Now i have figured out . .well guesssed that it is the bios that i had done in so i have tried to flash it and what not and i CANT. I have found other places that mention a phonex bios and others that mention an insyde bios and i have no way off telling which one i have . . . .can anyone help me 
otherwise my expensive paper weight will take flying lessons 
ive heard that you have to rename a file in the recovery to match the original bios but i have no idea what it is . . .
please help


----------



## BenHolliday (Jul 23, 2011)

jdemitri said:


> acer aspire 5552


If it's an Acer Aspire 5552"G" then you'd need to go to Acer site and snag the one with that identifier. Here's the 5552 vs 2.13 which is latest of many.

http://global-download.acer.com/GDF...tep3=Aspire 5552&OS=721&LC=en&BC=Acer&SC=PA_6

I have an Acer Aspire 5000/3000 and have gotten just black screen when trying to boot into Bios and was able to get into it by pressing F2 rapidly as soon as pressing the power button and not stopping till seeing some life in it.

Have you tried taking the battery out, unplugging from power, and holding power button down for 10 to 15 seconds? Seems to get rid of any residual memory from something trying to start up as a one time type deal. You should also have an F10 system restore unless you got the 4 pack of discs like the older models got.

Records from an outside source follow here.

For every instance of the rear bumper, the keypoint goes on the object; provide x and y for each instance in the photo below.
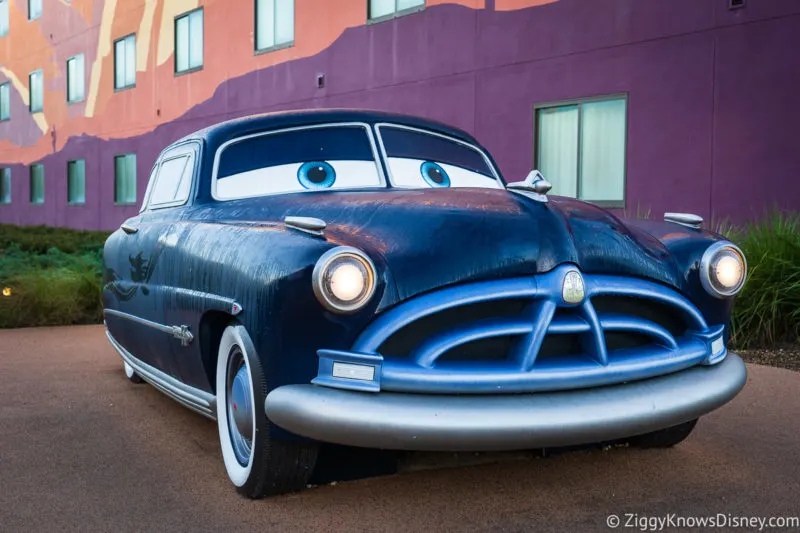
(505, 422)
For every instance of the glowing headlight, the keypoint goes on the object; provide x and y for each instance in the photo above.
(723, 270)
(344, 279)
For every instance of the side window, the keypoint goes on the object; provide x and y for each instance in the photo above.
(174, 181)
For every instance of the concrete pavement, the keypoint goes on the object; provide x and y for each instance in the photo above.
(82, 449)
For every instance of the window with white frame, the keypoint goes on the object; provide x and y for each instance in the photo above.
(37, 184)
(36, 91)
(580, 148)
(125, 179)
(381, 9)
(34, 9)
(125, 62)
(5, 185)
(75, 79)
(76, 182)
(5, 101)
(189, 41)
(274, 24)
(3, 18)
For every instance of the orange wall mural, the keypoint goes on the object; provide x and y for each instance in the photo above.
(90, 27)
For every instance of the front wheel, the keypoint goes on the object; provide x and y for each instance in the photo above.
(257, 464)
(131, 374)
(664, 438)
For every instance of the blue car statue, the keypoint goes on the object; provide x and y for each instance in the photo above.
(370, 279)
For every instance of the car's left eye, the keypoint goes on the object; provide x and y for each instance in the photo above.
(434, 175)
(316, 175)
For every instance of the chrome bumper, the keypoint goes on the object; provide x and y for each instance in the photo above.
(505, 422)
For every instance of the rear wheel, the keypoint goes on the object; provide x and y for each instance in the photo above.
(664, 438)
(257, 464)
(131, 374)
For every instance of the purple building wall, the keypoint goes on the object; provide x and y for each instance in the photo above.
(712, 110)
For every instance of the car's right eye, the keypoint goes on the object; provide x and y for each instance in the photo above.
(316, 175)
(434, 175)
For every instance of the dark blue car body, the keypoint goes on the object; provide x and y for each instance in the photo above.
(467, 300)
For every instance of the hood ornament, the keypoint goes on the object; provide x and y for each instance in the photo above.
(689, 220)
(534, 186)
(314, 226)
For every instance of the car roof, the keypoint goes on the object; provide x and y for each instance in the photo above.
(220, 133)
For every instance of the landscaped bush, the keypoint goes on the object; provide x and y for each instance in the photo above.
(40, 239)
(767, 311)
(54, 276)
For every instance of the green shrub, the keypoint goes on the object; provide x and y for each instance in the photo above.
(40, 239)
(767, 312)
(54, 275)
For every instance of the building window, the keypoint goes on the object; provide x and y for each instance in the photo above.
(580, 149)
(383, 9)
(189, 41)
(3, 18)
(76, 182)
(274, 24)
(36, 91)
(34, 9)
(75, 79)
(5, 101)
(5, 185)
(125, 62)
(37, 184)
(125, 179)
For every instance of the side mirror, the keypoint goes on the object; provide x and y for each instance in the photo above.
(534, 184)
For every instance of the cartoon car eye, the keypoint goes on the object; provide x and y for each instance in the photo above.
(434, 175)
(316, 175)
(416, 159)
(306, 160)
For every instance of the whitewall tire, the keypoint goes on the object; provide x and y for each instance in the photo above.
(131, 374)
(257, 464)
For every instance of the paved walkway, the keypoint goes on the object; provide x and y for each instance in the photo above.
(81, 448)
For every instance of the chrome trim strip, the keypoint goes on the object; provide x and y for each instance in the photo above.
(195, 399)
(367, 128)
(504, 422)
(181, 333)
(380, 125)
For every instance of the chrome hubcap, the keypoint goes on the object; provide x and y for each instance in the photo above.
(240, 408)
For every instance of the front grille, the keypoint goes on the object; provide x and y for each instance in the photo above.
(664, 315)
(406, 339)
(518, 335)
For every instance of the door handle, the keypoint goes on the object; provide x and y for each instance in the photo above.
(127, 228)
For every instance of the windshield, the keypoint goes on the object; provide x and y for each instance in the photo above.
(419, 159)
(307, 159)
(341, 156)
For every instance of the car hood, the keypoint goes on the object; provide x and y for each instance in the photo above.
(429, 238)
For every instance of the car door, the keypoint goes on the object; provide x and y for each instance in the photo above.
(139, 314)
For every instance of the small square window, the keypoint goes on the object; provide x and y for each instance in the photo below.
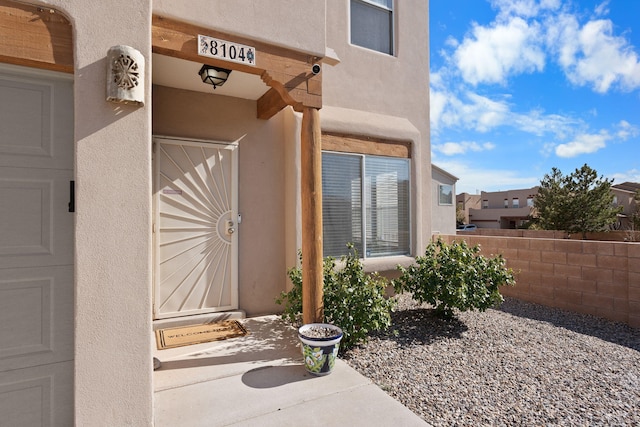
(445, 194)
(372, 24)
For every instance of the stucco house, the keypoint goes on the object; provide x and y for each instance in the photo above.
(134, 192)
(500, 209)
(443, 196)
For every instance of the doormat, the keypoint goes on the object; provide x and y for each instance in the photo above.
(196, 334)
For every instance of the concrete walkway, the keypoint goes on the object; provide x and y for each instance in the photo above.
(259, 380)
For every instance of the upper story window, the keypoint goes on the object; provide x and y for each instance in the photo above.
(445, 194)
(372, 24)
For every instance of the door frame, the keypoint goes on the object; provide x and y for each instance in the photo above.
(233, 147)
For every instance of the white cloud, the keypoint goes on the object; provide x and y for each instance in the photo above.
(583, 144)
(484, 114)
(453, 148)
(492, 54)
(626, 130)
(524, 8)
(592, 56)
(602, 8)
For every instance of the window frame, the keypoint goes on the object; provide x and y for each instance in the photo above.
(392, 29)
(440, 194)
(364, 202)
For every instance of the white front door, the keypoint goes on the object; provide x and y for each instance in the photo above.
(36, 248)
(195, 227)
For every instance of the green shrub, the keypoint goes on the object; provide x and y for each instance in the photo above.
(455, 276)
(353, 300)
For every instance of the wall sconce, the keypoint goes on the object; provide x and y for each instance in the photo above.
(213, 75)
(125, 75)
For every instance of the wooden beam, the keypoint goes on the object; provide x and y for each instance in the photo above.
(35, 36)
(285, 70)
(270, 104)
(311, 189)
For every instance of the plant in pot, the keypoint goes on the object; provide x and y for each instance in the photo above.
(355, 303)
(320, 345)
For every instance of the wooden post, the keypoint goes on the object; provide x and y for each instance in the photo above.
(311, 189)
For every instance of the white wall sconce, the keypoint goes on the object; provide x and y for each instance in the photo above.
(125, 75)
(214, 76)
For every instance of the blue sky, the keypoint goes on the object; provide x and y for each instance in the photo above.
(521, 86)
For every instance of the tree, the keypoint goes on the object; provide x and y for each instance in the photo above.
(577, 203)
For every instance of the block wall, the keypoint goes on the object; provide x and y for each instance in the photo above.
(591, 277)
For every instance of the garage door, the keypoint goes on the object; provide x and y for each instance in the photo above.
(36, 248)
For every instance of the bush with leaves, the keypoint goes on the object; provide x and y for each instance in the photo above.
(353, 300)
(455, 276)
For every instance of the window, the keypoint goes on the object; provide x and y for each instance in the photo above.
(372, 24)
(368, 196)
(445, 194)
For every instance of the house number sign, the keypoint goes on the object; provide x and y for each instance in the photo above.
(229, 51)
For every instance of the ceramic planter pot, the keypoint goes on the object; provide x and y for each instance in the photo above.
(320, 344)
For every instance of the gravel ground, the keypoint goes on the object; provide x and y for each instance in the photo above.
(521, 364)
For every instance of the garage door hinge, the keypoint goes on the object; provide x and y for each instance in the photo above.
(72, 196)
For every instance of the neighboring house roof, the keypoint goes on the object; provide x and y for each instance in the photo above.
(444, 172)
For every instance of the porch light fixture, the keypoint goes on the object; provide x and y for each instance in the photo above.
(213, 75)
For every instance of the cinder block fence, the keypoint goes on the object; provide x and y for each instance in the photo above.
(584, 276)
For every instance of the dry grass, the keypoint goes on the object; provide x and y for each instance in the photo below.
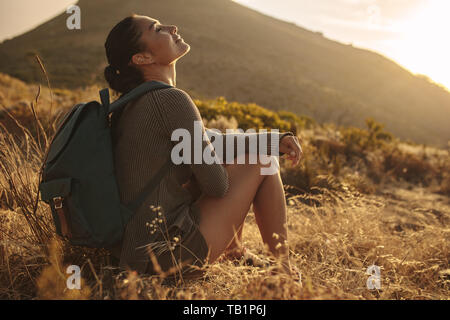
(340, 222)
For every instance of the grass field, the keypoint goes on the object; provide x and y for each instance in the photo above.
(360, 197)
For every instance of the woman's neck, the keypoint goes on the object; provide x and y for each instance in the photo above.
(162, 73)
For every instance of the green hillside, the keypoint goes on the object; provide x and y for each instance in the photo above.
(246, 56)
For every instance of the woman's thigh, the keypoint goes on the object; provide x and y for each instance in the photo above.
(221, 217)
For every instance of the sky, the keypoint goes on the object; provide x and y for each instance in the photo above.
(414, 33)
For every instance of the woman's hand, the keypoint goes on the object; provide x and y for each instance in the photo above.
(291, 146)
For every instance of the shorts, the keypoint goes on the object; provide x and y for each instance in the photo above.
(181, 254)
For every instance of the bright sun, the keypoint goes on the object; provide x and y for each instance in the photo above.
(424, 46)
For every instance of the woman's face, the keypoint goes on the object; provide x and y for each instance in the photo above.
(161, 42)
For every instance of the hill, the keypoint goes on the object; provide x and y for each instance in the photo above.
(359, 197)
(246, 56)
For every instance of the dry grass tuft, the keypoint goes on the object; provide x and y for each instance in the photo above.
(351, 204)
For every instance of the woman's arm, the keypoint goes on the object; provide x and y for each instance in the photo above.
(263, 142)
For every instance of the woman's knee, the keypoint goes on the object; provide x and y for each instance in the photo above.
(267, 165)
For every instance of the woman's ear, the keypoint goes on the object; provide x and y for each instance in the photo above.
(142, 58)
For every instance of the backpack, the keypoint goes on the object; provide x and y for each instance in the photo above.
(78, 178)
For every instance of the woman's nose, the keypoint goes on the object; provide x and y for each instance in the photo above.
(173, 29)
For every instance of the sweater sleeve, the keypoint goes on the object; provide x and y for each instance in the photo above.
(239, 142)
(184, 127)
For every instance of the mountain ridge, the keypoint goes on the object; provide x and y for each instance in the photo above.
(242, 52)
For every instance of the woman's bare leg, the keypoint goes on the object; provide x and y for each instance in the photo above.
(269, 206)
(222, 217)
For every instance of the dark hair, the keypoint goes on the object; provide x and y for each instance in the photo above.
(122, 43)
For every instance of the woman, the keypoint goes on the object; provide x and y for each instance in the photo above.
(187, 231)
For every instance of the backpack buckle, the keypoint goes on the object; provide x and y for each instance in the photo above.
(58, 202)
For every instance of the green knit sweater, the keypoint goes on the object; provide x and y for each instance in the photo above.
(142, 144)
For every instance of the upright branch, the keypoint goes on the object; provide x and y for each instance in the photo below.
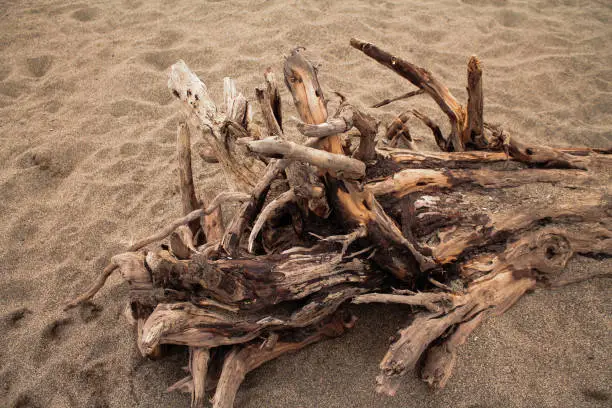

Also, mentioning cracks around here is bad idea. Lots of files are shared here that are totally legal and it's by directing to official sites that put out the said software, like OEM drivers and such, not any of that illegal stuff.


----------



## jdemitri (Jul 31, 2011)

hi there i have downloaded the correct drivers from the website but as i cannot boot the computer at all so i am unable to install them. I downloaded the service manual for my laptop and it mentions using the recovery disk . . . .but mine has none and acer dont seem to have them on there website.
After reading more it appears that there are 2 makes of bios used with acer. insyde and phenix. Now i have found the procedure for recovery of both but need to find out which mine has so that i can follow the correct procedure as part of this requires that i rename the .FD file contained withing the driver downloaded from acer. 

*"I have an Acer Aspire 5000/3000 and have gotten just black screen when trying to boot into Bios and was able to get into it by pressing F2 rapidly as soon as pressing the power button and not stopping till seeing some life in it.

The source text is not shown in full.